I’m coming, John.  In just a little while.

The garage under Rieger’s building was deserted.  His BMW was still parked in slot 11-A.  The key chip was still behind the fire extinguisher, right where I’d left it.

I unlocked the car and slid behind the wheel.  At the touch of a button, the gull-wing door powered shut behind me.  I stuffed my purple travel bag into the front passenger seat.

I plugged in the key chip.  The wraparound dashboard flared blue with plasma display instrumentation.  The computer chirped and bleeped softly for a couple of seconds as it ran full-spectrum diagnostics and sequenced the car’s various systems on line.  The car’s soundproofing was excellent; I could barely hear the turbines as they spun up.

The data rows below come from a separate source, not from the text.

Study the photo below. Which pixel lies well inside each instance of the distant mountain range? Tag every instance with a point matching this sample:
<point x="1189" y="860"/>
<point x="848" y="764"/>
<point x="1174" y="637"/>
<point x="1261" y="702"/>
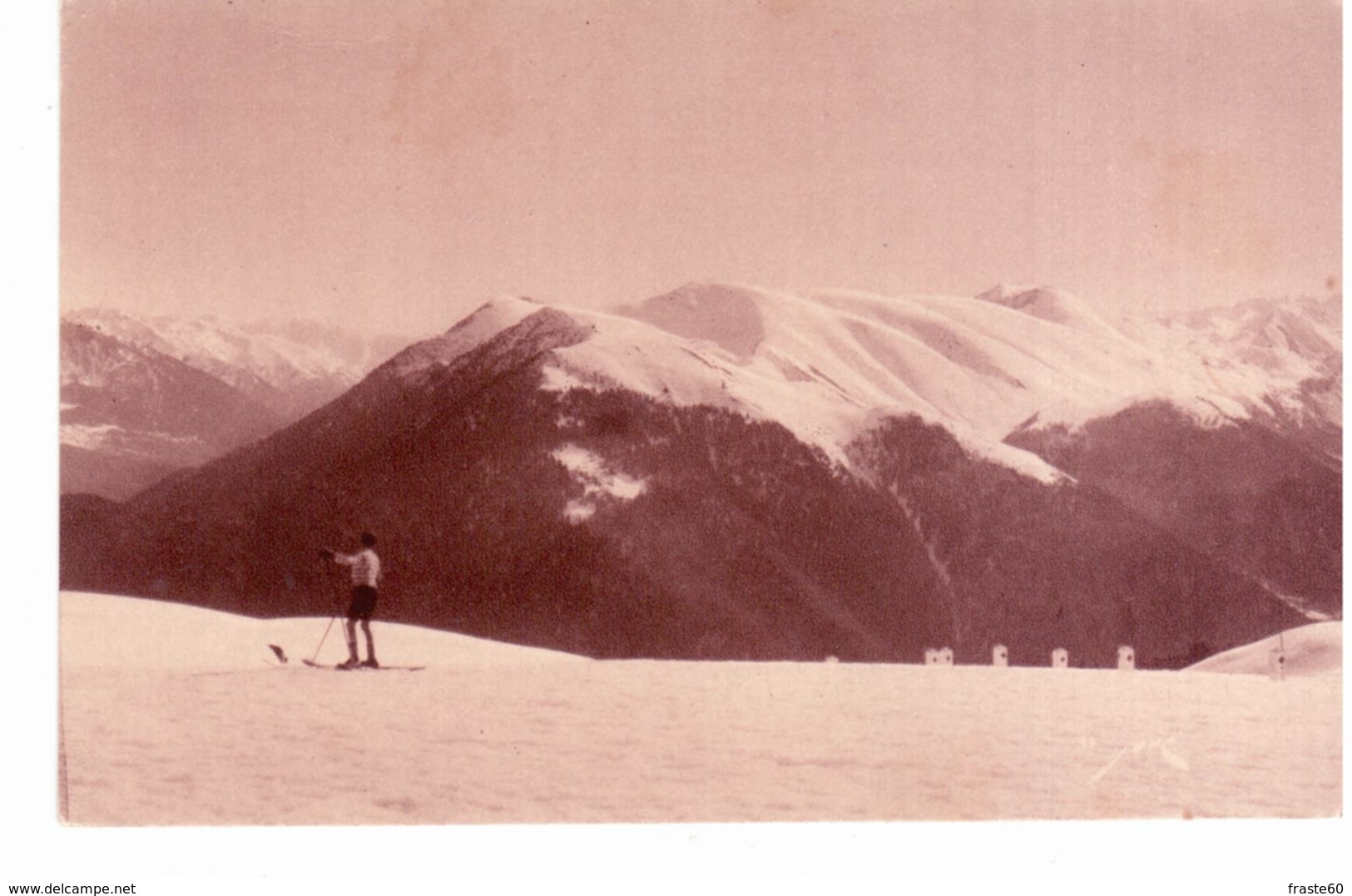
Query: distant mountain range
<point x="146" y="396"/>
<point x="728" y="472"/>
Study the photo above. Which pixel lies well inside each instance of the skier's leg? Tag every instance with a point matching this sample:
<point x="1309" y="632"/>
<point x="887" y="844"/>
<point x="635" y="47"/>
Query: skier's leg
<point x="371" y="644"/>
<point x="350" y="630"/>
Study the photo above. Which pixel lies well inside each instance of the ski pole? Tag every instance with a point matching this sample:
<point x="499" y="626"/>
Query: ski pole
<point x="324" y="638"/>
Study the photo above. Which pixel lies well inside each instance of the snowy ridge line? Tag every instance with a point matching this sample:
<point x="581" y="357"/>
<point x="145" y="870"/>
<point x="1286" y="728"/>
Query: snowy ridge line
<point x="830" y="365"/>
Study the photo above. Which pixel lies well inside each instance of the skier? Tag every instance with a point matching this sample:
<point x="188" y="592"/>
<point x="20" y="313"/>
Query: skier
<point x="365" y="575"/>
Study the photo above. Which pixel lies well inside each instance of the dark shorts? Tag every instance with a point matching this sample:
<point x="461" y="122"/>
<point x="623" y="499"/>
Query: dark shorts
<point x="363" y="601"/>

I decided not to cut in the blowers right away; I hadn’t driven in close to five years, and I’d never driven anything anywhere near as advanced as Rieger’s car.  I spent a minute or so cycling the double pistol grips of the control yoke through their full ranges of motion.  The control surfaces on the front air-foils and rear spoilers flexed in instant response, the angry mosquito whine of the control servos oddly louder than the muted wail of the turbines.

My reflection stared back at me from the rear view mirror.  The blonde buzz-cut and two-day beard made me look like Kurt Rieger’s brother on a downhill skid.  My face seemed different now, more gaunt, cheekbones prominent.  I didn’t remember those creases at the corners of my eyes.  I lit the last of the Mexican Marlboros and glanced at the mirror again.  I saw the face of a stranger.

I thumbed the button that kicked in the blowers and felt the BMW rise softly as the apron inflated.  I backed slowly out of the slot, and drove out of the garage.  The police could now add grand theft auto to my list of crimes.